Visually, The Cosmic Shake is a clear step up from the Battle for Bikini Bottom remaster, which was already quite a good-looking take on the platforming classic. Character animation feels much less stiff than it did in the original, allowing for cutscenes that convey a lot more expression as characters react to events. Meanwhile, the worlds are far more expansive than before and employ a deeper color palette, giving each one a sharp and distinctive look that sets it apart.

SpongeBob SquarePants: The Cosmic Shake Review - Screenshot 4 of 5
Captured on Nintendo Switch (Docked)

The only drawback here is that the beefed-up visuals seem to have come with some performance issues. Though we didn’t note any progression-breaking bugs like in the launch version of Battle for Bikini Bottom, we did see that the frame rate tends to take a hit when things get too busy on screen, and there are graphical hiccups like how the fog that encircles an arena fight just pops into existence with no fade in. The Cosmic Shake is a bit rough around the edges, then, but we’d say that these issues only amount to minor irritations rather than something that actively hampers the gameplay experience.

Overall, The Cosmic Shake feels like an exceptionally well-paced and consistent game all the way through. There’s always another collectible or costume that’s just beyond your reach and things really start to open up once you've cleared the main quests for a few worlds and have a lot of options for backtracking or further progressing the story. At the same time, it never feels like there’s too much padding or busy work to clear out here—this is a game that offers up a lot of variety, but it doesn’t overstay its welcome. We hope that Purple Lamp Studios gets the opportunity to continue its work with SpongeBob, as it’s quite clear that the developers poured a lot into making this the best SpongeBob platformer yet.


SpongeBob Squarepants: The Cosmic Shake is a triumphant and varied 3D platformer that no fan of the series or the genre will want to miss.
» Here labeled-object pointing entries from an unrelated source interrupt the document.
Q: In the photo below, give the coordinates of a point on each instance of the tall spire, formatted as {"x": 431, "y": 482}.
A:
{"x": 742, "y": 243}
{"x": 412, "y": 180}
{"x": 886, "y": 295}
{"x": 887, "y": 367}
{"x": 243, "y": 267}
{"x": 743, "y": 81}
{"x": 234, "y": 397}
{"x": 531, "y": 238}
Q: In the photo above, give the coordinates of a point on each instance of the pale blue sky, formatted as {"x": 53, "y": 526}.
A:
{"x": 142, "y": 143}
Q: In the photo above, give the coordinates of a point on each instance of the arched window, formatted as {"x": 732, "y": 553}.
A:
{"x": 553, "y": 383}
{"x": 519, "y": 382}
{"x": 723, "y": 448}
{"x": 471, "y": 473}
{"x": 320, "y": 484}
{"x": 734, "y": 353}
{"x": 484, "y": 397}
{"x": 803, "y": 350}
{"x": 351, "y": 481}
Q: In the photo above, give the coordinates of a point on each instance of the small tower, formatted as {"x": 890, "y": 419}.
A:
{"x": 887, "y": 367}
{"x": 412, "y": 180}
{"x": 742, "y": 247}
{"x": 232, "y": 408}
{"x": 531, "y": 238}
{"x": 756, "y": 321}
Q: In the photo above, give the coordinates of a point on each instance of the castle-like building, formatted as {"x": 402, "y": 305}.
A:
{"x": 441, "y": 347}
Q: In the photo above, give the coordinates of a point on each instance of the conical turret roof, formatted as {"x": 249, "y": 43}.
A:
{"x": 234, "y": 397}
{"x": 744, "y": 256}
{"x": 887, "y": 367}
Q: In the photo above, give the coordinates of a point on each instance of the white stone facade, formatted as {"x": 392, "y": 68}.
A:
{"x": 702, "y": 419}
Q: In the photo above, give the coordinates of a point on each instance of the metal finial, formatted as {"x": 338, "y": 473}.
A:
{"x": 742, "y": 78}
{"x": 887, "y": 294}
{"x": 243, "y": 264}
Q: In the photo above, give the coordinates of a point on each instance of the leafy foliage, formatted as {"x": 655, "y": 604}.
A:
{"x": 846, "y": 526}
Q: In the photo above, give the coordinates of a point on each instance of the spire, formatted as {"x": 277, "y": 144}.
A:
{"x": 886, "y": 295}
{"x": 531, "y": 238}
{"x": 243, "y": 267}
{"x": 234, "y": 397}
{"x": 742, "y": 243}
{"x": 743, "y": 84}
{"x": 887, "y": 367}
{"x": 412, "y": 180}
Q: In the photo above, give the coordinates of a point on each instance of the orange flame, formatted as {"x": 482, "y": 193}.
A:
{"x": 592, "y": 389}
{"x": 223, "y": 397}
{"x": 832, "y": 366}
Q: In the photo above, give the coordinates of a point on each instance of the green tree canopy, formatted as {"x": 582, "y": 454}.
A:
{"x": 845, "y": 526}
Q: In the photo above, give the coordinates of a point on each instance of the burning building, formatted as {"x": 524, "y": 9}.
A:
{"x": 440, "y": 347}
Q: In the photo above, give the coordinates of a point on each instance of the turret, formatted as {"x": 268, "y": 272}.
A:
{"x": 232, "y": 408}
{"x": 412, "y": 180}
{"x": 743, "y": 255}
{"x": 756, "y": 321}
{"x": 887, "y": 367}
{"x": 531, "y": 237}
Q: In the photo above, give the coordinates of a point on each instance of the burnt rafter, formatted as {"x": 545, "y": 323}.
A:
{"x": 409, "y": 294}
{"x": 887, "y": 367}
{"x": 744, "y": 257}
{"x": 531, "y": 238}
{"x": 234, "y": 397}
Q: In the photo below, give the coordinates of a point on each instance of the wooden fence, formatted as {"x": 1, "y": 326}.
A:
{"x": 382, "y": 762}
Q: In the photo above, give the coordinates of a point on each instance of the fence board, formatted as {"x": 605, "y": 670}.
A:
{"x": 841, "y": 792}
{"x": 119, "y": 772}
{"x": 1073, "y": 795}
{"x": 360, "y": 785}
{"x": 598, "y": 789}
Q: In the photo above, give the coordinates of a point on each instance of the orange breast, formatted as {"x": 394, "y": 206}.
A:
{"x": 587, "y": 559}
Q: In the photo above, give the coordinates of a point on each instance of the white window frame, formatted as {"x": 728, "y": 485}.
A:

It’s not the game that’ll change your mind if 3D collectathon-style games aren’t your thing, but it demonstrates at every step that it’s not just some half-hearted cash-in. Focused level design, lots of gameplay variety, tight controls, and a charming cast voiced by the original voice artists all combine to make this one of the best SpongeBob games yet. Though it’s occasionally let down by performance issues, we’d still give this one a strong recommendation to anyone who likes a 3D platformer and a Krabby Patty.